XIII Domingo del Tiempo Ordinario, Ciclo B
San Marcos 5, 21-43: La pugna de Jesús contra la enfermedad y la muerteAutor: Padre Alberto Ramírez Mozqueda
Jairo
siempre fue un miembro destacado en su comunidad, en la antiquísima Cafarnaum,
al grado que con el tiempo llegó a ser jefe de la sinagoga, un lugar y un
espacio muy importante para los judíos. Pero un día su única hija, de doce años
que era el encanto de su vida, comenzó a estar enferma, con una enfermedad que
no presagiaba un final feliz, y al mismo tiempo supo que Jesús, enemigo acérrimo
de la sinagoga, andaba por esos rumbos, con una fama bien ganada no sólo de
predicador, sino de gente buena que se interesaba por todo hombre que sufriera
cualquier enfermedad. El tiempo apremiaba, la vida de su hija era muy valiosa, y
comenzó a considerar la posibilidad de entrevistarse con Jesús buscando curación
para su hija. Eso sería traicionar su fe, su religión y quizá atentar contra su
posición económica, pero se decían tantas cosas de Jesús que decidió no en un
arranque sentimentalista, sino con una confianza que surgió de muy adentro de sí
mismo, plantearle a Jesús la curación de su hija. No fue difícil dar con Jesús y
cuando estuvo frente a él, se postró y le suplicó con todo su corazón que fuera
a imponerle las manos a su hija para que la curara. Jesús aceptó sin replicar.
Y ahí surgieron varias situaciones que atrasaron su llegada a la casa. Era
mucha la gente que acompañaba a Jesús y que hacía lento el trayecto. Y luego una
mujer… siempre la mujer, una mujer enferma, con flujo de sangre desde hacía doce
años, los mismos que tenía su hija, lo que la hacía impura, lo que la alejaba de
toda relación sexual y por lo cual era rechazada por su propia sinagoga. Ella
también rompió con todas las recomendaciones de su religión, no podía tocar a
nadie sin pecar, y se decidió a tocar el manto de Jesús con lo que consideraba
que quedaría curada. Lo hizo y lo consiguió, pero también consiguió que Jesús se
detuviera una vez más, descubriendo quién lo había tocado de esa manera tan
especial entre tanta gente, y cuando pudo darse cuenta de quién era, la felicitó
delante de todo mundo: “Hija, tu fe te ha curado. Vete en paz y queda sana de tu
enfermedad”.
En esas estaban, cuando
a Jairo le avisaron que ya su hija había muerto, que ya se habían contratado a
los flautistas y a las plañideras para que gritaran la tristeza, el duelo y la
muerte de su hija querida, y que por lo tanto ya no había porqué molestar a
Jesús.

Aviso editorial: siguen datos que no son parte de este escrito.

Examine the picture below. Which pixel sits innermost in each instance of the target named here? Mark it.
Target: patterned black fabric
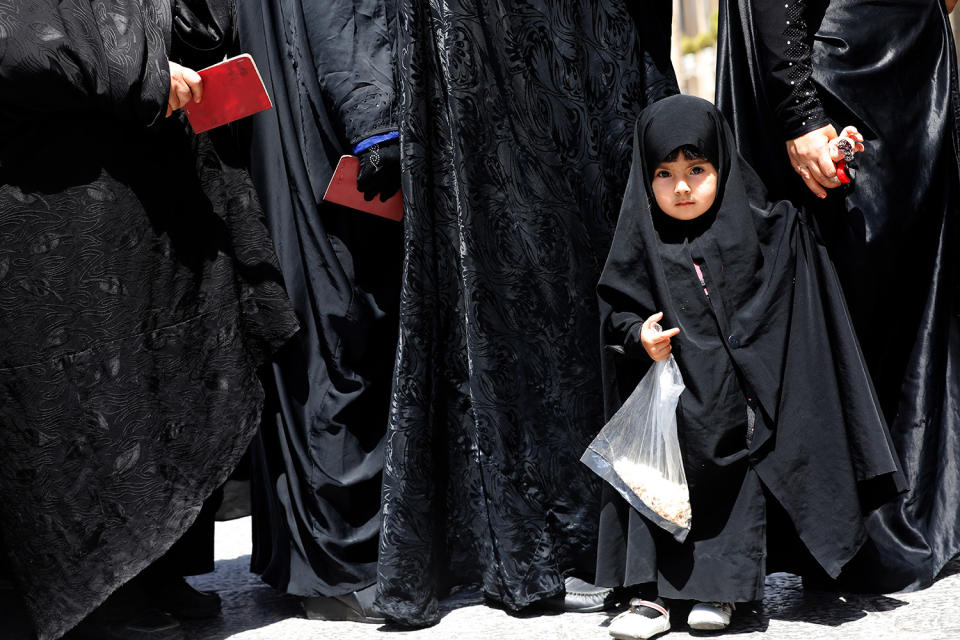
(890, 69)
(138, 293)
(784, 53)
(316, 469)
(516, 124)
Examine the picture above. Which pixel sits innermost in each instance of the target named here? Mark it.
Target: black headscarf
(774, 322)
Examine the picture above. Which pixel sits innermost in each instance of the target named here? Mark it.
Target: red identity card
(343, 190)
(232, 89)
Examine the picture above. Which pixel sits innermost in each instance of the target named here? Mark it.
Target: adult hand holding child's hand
(656, 341)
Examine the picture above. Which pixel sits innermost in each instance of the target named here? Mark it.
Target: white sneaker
(632, 624)
(710, 616)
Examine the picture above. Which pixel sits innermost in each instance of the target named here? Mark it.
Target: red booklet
(232, 89)
(343, 190)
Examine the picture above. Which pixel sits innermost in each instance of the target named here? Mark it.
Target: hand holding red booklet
(343, 190)
(232, 89)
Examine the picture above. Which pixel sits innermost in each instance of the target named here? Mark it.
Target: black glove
(379, 170)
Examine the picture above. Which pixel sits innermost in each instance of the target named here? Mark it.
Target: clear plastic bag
(638, 452)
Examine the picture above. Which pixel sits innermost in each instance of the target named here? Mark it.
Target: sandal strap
(637, 602)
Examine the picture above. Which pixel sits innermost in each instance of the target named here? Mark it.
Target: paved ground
(253, 611)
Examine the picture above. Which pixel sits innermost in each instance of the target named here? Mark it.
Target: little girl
(782, 441)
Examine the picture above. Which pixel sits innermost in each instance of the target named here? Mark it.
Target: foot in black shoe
(354, 607)
(177, 597)
(148, 624)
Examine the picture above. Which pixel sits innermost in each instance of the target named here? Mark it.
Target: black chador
(139, 292)
(788, 68)
(781, 435)
(328, 67)
(515, 123)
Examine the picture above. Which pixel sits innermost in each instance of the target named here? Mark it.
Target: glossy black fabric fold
(889, 69)
(140, 292)
(515, 132)
(774, 335)
(328, 68)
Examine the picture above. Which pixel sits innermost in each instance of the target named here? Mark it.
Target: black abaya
(770, 345)
(515, 125)
(139, 291)
(889, 69)
(317, 466)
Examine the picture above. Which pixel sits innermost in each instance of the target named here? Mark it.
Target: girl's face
(685, 189)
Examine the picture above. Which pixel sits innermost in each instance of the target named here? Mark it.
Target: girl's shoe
(710, 616)
(644, 619)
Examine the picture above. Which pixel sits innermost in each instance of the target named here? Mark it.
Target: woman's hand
(655, 341)
(185, 85)
(810, 157)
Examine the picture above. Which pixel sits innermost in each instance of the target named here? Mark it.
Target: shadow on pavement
(248, 603)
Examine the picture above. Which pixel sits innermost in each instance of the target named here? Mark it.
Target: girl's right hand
(656, 341)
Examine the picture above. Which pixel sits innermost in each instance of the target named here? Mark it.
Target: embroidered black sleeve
(784, 51)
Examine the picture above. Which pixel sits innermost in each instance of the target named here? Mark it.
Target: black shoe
(148, 624)
(582, 597)
(176, 596)
(352, 607)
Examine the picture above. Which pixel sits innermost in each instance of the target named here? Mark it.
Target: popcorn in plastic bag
(638, 452)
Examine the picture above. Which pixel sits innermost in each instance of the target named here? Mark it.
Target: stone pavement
(253, 611)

Pero ahora fue él el que tomó la iniciativa, y propuso seguir adelante,
mientras le decía a Jairo: “No temas, basta que tengas fe”. Cuando llegaron a
casa, Jesús, inflexible contra los que veían su presencia como un atentado
contra su economía, pues ya no tendrían paga por llorar a la puerta de la
muerta, mandó que todos salieran y estando en presencia sólo de los padres y de
tres de sus discípulos, mandó imperiosa y amablemente a la jovencita que se
levantara. Todos se quedaron asombrados y Jesús mandó que le dieran de comer a
la niña. A sus apóstoles, los mismos que le verían en su transfiguración, les
pidió que no publicaran el acontecimiento, hasta que él hubiera muerto y
resucitado.
Para nosotros el mensaje es claro y con el libro de la
Sabiduría, podemos concluir: “Dios no hizo la muerte, ni se recrea en la
destrucción de los vivientes”. Y con el mismo libro, ya muy cercano al Nuevo
Testamento, podemos seguir afirmando: “Dios hizo al hombre para que nunca
muriera, porque lo hizo a imagen y semejanza de sí mismo”. Podemos
entonces confiar en Cristo Jesús que convirtió a la muerte simplemente en el
umbral de la Vida, la que él vino a ofrecer y que nos convierte entonces en
defensores de toda vida humana, llamados a triunfar en la vida, dando un mentís
a todos los adoradores de la “santa muerte” que vendría a ser como la bandera
de todos los todos los fracasados, de los que no saben luchar, de los que se
resignan a decir: “Es que es la voluntad de Dios…”, quedándose en la inanición,
en la oscuridad y en las tinieblas, frente a un Cristo que anuncia la luz, la
paz y la alegría de una vida que se prolonga mucho más allá de lo que pueden
abarcar nuestros sentidos.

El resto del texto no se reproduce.